PANAMA CITY, Fla. (WMBB) — Many Northwest Florida residents have experienced significant price increases on power bills, and so have local governments.

As News 13 has reported, homeowners are struggling to deal with huge rate hikes from power company FPL.

Government entities are starting to feel the effects, too.

FPL reportedly reached out to Bay District Schools several months, saying the power bill would be a 20 percent increase.

“Fortunately, for us, that’s halfway through our fiscal year, so we’ll only feel half of [the effects] in this fiscal year, so that does help us a little bit,” BDS Chief Financial Officer Jim Loyed said. “We project a slight increase every year, so hopefully with it only being half a year and us projecting somewhat of an increase, we won’t go over budget.”

Loyed said the school district budgets out around $8 million for electricity for the school year, so the percentage increase would add on around an extra $1.6 million.
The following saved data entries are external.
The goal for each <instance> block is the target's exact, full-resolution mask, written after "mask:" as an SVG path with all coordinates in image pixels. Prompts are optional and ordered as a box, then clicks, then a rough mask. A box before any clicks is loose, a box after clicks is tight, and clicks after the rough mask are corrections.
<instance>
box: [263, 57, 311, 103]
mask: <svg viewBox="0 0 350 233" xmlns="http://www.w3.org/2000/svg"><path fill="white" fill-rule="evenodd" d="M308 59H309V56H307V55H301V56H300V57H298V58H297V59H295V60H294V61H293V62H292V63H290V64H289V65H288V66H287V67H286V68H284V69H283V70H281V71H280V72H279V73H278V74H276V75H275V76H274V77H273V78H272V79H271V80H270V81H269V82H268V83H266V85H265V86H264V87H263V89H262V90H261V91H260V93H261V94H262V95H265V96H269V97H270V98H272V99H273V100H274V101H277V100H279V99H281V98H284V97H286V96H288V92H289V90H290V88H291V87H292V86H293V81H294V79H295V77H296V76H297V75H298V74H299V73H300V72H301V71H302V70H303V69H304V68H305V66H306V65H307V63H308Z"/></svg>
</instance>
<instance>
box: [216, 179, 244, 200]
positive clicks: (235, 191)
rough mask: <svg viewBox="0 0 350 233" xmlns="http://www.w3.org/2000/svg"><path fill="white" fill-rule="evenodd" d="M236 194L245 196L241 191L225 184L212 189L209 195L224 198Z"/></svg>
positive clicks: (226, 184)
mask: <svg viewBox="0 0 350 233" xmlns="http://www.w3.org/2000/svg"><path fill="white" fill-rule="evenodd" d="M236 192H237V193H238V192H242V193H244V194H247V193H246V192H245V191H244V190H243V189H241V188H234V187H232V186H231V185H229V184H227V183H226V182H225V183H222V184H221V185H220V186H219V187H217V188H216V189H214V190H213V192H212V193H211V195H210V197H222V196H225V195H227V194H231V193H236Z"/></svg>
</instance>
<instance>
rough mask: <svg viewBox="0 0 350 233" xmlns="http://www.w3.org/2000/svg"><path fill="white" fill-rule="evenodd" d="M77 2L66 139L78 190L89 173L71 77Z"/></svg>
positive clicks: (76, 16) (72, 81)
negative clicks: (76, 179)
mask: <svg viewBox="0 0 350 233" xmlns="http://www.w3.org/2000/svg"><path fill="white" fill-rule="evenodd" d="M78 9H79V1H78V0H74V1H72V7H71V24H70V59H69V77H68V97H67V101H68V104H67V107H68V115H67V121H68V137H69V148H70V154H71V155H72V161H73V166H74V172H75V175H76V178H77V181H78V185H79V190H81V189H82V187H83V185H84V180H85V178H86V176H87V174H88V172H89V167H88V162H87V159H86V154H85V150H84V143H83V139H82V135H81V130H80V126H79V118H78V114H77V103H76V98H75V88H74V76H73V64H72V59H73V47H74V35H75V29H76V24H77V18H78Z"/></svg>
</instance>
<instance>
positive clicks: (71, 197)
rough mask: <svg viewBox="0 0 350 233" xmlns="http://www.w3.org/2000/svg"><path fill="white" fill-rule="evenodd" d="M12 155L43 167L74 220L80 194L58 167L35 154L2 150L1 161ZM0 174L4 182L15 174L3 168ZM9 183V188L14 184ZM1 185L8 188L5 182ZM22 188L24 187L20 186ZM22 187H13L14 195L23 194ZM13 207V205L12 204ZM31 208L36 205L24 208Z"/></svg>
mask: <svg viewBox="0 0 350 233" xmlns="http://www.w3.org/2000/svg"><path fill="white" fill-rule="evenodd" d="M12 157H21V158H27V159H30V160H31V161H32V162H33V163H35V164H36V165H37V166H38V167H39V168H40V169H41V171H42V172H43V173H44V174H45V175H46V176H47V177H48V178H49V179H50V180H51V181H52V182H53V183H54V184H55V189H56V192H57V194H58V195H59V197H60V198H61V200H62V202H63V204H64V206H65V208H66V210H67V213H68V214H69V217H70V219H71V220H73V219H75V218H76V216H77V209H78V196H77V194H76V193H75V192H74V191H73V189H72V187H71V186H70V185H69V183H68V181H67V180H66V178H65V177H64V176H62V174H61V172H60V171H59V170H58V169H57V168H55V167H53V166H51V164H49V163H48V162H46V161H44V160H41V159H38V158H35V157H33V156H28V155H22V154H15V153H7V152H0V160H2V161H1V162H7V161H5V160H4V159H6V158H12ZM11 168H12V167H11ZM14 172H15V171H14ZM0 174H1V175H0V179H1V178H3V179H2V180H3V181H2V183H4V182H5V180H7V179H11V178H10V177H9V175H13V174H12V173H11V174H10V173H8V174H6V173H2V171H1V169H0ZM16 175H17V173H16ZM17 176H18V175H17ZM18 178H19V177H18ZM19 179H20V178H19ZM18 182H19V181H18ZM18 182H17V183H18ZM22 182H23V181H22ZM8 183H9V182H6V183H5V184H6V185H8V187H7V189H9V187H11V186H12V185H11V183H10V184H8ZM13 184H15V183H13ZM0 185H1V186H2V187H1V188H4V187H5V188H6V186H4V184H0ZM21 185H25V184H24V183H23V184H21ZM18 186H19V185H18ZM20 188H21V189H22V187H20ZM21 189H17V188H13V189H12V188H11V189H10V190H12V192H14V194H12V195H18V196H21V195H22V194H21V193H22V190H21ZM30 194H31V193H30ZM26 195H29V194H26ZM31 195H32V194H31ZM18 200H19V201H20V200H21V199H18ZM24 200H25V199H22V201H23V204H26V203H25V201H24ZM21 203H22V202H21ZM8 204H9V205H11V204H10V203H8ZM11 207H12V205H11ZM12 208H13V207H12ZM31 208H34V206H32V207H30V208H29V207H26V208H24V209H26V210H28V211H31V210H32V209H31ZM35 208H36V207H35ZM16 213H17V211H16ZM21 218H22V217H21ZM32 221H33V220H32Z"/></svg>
“If we end up going over budget, we had already projected somewhat of an increase, and this is only going to take effect for half of our fiscal year,” he said. “It could still fall within our budget, but we won’t know until closer to the end of the year.”

The cities of Callaway, Parker, and Springfield say FPL reached out to them a few months in advance, announcing they’ll be raising rates and for the cities to be prepared.
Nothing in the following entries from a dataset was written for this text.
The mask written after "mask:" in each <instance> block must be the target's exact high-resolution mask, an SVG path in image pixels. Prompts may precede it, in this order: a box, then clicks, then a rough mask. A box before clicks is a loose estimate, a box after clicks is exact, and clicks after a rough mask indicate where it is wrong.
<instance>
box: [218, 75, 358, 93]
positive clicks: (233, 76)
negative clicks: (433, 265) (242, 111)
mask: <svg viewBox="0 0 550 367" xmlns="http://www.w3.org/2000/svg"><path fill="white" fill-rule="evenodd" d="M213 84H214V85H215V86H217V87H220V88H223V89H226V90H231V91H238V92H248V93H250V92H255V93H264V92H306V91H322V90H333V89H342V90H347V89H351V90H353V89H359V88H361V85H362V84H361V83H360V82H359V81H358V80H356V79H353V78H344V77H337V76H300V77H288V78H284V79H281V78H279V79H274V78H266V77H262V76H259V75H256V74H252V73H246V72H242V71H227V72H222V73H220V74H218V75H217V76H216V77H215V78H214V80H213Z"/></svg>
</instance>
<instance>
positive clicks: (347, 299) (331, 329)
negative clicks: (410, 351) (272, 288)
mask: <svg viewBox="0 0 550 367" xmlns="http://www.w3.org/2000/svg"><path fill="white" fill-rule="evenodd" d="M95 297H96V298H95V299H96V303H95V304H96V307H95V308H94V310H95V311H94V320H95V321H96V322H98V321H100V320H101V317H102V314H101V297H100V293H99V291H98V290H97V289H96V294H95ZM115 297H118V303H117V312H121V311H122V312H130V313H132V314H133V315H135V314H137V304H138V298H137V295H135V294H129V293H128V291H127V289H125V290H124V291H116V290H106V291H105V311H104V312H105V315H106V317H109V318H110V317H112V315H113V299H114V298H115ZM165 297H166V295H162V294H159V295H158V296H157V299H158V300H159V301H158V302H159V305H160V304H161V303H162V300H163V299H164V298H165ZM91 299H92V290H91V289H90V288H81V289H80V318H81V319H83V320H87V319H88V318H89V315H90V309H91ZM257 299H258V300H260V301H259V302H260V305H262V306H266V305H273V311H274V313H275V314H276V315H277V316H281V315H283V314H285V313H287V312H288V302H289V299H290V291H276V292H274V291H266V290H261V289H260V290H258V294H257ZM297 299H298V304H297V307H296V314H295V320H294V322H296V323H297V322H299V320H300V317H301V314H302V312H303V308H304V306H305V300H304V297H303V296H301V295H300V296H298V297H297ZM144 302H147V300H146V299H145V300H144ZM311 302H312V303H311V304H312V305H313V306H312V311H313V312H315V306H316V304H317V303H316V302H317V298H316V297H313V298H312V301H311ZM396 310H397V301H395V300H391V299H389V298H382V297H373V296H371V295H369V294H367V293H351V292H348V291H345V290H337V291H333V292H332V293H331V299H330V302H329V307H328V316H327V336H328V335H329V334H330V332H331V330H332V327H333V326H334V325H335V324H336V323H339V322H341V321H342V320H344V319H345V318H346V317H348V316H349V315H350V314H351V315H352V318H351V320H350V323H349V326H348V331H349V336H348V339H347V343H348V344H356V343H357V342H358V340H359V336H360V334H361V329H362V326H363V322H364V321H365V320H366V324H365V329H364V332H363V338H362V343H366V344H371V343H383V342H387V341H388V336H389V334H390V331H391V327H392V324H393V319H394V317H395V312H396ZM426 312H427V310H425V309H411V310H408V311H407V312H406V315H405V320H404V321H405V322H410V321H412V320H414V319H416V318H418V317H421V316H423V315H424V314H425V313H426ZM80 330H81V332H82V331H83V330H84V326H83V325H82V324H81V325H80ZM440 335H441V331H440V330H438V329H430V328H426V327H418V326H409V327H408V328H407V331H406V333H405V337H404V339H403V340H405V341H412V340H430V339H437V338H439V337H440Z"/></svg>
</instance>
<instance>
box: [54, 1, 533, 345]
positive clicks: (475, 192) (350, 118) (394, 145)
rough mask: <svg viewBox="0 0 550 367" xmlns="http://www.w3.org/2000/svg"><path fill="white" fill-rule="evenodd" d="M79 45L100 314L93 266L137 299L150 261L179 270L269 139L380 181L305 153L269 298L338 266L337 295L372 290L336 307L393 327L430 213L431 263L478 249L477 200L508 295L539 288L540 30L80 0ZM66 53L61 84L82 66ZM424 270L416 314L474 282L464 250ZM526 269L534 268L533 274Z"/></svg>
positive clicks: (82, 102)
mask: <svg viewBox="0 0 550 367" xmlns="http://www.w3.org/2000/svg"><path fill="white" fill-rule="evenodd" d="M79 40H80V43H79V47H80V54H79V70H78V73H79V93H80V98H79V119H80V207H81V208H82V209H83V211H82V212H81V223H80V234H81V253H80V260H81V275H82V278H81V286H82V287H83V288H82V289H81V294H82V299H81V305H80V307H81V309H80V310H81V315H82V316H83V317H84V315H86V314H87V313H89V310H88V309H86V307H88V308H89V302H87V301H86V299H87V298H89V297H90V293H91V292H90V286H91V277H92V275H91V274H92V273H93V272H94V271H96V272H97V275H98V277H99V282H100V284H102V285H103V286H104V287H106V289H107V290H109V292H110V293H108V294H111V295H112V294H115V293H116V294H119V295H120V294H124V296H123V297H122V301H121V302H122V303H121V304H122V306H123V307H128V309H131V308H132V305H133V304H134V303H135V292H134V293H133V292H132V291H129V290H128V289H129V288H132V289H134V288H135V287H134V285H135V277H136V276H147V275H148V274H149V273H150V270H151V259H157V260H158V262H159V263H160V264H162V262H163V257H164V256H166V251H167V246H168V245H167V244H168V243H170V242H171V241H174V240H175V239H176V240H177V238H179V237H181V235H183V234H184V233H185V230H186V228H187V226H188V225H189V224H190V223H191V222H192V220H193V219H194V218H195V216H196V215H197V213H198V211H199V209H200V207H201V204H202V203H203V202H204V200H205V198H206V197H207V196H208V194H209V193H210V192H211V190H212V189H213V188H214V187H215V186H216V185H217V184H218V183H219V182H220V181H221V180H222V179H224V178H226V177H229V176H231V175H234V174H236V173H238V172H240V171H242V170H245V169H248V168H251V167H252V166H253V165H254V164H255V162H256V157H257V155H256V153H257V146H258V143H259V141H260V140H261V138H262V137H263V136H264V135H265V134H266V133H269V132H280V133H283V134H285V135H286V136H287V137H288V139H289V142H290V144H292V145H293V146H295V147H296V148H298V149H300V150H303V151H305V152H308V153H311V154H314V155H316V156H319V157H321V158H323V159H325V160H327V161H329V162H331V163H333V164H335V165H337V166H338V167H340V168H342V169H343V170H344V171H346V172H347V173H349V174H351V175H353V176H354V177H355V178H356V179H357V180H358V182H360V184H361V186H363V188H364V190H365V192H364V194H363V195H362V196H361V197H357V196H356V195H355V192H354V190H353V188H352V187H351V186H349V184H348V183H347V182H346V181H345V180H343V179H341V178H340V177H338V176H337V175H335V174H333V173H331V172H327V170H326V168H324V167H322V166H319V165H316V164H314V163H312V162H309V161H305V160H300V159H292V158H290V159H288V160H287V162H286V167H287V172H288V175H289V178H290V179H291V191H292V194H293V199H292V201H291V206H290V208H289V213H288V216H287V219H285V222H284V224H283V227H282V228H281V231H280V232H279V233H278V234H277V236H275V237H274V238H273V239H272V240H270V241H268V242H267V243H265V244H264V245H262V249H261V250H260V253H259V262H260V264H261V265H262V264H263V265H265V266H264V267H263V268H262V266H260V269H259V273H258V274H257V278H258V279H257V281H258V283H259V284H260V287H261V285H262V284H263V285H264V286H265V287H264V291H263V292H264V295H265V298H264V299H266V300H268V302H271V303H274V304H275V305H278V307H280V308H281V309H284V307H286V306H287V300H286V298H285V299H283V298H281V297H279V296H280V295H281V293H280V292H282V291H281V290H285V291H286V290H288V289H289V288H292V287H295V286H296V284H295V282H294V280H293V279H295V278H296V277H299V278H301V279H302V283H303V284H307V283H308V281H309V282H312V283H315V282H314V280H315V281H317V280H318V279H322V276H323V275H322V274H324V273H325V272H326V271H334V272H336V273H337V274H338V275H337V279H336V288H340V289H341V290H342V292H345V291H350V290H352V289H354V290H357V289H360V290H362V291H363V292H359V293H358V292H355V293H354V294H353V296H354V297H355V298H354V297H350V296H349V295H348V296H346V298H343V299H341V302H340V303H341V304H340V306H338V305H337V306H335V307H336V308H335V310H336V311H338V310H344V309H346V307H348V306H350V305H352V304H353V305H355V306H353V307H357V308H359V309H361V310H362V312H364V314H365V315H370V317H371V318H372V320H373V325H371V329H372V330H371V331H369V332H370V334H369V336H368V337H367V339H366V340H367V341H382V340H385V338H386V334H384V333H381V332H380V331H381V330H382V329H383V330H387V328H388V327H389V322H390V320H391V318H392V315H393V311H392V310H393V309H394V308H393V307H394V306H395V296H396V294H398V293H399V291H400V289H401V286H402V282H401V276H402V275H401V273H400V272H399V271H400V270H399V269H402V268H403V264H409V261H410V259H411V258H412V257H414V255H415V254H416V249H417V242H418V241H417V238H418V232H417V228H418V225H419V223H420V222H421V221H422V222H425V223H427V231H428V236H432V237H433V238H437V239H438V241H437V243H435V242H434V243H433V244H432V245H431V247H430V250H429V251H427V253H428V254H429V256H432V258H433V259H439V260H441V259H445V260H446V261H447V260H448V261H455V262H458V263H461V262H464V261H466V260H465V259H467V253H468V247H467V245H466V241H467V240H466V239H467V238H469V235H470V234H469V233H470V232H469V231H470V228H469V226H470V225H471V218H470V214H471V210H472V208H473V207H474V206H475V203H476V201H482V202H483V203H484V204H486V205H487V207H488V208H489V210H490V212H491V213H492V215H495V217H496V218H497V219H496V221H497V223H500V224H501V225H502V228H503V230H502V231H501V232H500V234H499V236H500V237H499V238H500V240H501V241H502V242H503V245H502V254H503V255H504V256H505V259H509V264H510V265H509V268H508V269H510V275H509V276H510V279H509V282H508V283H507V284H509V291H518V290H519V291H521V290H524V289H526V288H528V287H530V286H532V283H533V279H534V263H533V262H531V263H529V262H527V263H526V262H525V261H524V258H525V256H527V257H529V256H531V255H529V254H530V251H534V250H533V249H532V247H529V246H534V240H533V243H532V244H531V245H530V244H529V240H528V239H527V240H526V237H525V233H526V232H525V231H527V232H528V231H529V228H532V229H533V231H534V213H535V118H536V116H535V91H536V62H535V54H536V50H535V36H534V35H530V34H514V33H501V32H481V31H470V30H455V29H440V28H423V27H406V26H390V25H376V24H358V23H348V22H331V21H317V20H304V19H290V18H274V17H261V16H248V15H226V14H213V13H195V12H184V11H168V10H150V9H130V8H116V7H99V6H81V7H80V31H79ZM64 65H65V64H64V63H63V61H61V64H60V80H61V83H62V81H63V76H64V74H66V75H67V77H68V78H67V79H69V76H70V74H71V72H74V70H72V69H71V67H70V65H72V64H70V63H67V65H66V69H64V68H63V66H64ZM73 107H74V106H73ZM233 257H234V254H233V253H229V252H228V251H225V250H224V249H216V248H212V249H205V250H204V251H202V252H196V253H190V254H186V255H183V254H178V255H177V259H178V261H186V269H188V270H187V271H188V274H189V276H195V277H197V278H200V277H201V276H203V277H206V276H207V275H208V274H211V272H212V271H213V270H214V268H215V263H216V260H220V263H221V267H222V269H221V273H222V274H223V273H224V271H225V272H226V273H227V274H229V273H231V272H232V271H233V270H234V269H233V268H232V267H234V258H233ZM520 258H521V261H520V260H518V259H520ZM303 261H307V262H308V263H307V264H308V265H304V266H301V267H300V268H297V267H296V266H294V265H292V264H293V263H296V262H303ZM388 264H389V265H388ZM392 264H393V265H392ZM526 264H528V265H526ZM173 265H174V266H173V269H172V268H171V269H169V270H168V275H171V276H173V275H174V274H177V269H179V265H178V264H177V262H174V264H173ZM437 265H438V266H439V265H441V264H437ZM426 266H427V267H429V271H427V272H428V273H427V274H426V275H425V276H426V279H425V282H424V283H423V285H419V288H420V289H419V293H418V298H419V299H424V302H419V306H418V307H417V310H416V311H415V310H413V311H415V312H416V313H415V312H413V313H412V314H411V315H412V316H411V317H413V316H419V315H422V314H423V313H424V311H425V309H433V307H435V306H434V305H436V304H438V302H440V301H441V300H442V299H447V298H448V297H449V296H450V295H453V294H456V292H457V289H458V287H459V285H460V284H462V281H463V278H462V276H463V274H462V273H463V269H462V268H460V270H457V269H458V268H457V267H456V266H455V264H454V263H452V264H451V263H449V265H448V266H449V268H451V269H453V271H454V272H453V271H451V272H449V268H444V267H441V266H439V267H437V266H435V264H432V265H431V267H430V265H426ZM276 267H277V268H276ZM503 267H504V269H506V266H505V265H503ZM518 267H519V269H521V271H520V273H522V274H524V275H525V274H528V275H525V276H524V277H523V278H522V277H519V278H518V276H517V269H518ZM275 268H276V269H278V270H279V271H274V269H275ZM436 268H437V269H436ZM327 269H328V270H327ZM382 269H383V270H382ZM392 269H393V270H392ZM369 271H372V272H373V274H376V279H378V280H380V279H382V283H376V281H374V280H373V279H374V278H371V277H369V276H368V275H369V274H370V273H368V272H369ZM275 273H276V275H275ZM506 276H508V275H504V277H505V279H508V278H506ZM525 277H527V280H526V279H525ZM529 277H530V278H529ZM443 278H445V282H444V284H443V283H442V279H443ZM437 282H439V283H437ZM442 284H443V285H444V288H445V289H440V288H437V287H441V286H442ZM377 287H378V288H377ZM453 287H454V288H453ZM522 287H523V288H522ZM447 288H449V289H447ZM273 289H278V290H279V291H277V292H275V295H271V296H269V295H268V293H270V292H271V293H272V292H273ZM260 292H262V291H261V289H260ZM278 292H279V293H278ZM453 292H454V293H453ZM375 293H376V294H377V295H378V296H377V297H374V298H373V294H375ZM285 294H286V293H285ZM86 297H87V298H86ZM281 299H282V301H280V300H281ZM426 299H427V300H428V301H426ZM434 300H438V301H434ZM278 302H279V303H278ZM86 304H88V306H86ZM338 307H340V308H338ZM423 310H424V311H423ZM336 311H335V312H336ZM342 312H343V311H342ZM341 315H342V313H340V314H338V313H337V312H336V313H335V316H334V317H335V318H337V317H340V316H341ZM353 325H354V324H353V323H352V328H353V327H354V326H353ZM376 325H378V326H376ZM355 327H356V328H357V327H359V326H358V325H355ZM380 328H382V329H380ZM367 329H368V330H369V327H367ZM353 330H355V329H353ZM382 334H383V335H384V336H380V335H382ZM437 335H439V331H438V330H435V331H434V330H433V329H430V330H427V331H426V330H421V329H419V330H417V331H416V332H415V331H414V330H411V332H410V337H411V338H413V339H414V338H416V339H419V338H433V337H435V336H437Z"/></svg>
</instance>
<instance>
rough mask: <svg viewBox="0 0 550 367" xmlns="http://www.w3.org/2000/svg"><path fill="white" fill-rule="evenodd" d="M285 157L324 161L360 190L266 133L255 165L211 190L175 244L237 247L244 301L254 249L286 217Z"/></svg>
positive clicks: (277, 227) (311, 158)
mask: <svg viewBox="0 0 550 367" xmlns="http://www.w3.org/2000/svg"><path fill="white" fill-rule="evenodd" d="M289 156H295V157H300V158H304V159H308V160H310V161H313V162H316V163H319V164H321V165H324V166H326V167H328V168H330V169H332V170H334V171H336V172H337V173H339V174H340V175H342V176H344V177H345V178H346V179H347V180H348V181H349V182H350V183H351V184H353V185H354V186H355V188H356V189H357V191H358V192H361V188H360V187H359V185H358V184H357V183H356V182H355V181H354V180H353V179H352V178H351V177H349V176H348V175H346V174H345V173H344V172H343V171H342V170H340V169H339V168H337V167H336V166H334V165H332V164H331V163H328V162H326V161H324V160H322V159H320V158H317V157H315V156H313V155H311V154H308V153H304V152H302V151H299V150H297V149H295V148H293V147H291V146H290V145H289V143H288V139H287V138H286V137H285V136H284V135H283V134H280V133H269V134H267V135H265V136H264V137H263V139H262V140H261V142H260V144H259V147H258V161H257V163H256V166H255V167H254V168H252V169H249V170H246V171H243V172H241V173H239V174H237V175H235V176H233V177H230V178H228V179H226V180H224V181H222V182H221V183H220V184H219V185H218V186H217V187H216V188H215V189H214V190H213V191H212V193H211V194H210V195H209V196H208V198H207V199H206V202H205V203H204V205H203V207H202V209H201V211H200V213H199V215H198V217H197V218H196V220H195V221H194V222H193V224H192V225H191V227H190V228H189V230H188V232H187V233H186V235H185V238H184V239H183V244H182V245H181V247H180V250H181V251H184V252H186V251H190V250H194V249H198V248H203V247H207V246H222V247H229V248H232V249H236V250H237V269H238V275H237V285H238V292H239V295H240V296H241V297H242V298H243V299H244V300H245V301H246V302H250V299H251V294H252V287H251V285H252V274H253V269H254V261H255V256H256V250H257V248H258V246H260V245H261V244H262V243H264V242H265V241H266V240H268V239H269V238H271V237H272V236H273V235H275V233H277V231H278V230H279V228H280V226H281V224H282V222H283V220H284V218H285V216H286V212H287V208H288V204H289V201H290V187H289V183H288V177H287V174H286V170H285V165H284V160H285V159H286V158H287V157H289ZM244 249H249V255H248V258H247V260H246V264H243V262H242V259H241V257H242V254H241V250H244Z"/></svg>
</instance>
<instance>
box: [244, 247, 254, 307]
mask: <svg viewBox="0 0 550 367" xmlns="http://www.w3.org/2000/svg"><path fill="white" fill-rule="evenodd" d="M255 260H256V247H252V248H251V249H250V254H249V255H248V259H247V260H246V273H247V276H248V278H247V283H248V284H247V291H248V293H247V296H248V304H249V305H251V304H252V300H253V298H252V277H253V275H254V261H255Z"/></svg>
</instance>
Callaway City Manager Eddie Cook also cautions that as of right now, the increases will not be passed on to taxpayers.

“We are not concerned that we are going to be looking at any sort of rate increases in any shape or form, in the form of utilities or ad valorem or anything like that towards our citizens,” Cook said. “We understand that they’ve already been hit hard by the pandemic and the cost of goods just in general across the board.”
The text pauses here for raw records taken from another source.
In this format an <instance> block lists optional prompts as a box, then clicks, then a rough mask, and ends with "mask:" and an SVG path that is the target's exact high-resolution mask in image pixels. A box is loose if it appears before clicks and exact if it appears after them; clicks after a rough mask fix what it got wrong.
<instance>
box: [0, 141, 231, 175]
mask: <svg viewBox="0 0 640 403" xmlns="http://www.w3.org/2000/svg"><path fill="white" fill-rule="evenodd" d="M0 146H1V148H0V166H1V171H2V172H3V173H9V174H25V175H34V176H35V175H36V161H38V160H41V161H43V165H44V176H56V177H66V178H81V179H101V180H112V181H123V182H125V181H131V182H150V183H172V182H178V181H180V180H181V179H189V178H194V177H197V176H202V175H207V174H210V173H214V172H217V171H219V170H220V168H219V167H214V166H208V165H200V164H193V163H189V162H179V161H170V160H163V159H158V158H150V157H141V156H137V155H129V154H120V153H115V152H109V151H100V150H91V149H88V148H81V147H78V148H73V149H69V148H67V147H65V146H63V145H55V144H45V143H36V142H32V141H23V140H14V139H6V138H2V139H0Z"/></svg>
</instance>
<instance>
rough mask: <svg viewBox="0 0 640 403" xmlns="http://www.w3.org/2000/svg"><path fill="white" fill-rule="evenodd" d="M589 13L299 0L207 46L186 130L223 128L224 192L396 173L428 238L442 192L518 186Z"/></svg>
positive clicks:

Springfield officials said they are not sure yet if they’ll have to raise utility rates for residents.

FPL is aware many Panhandle residents are feeling effects from power price hikes.

In a statement to customers, the company said they are in “an unusual situation that is causing higher-than-expected power bills for many Northwest Florida residents… including cold weather, new rates, and tiering structure, and increased cost of fuel.”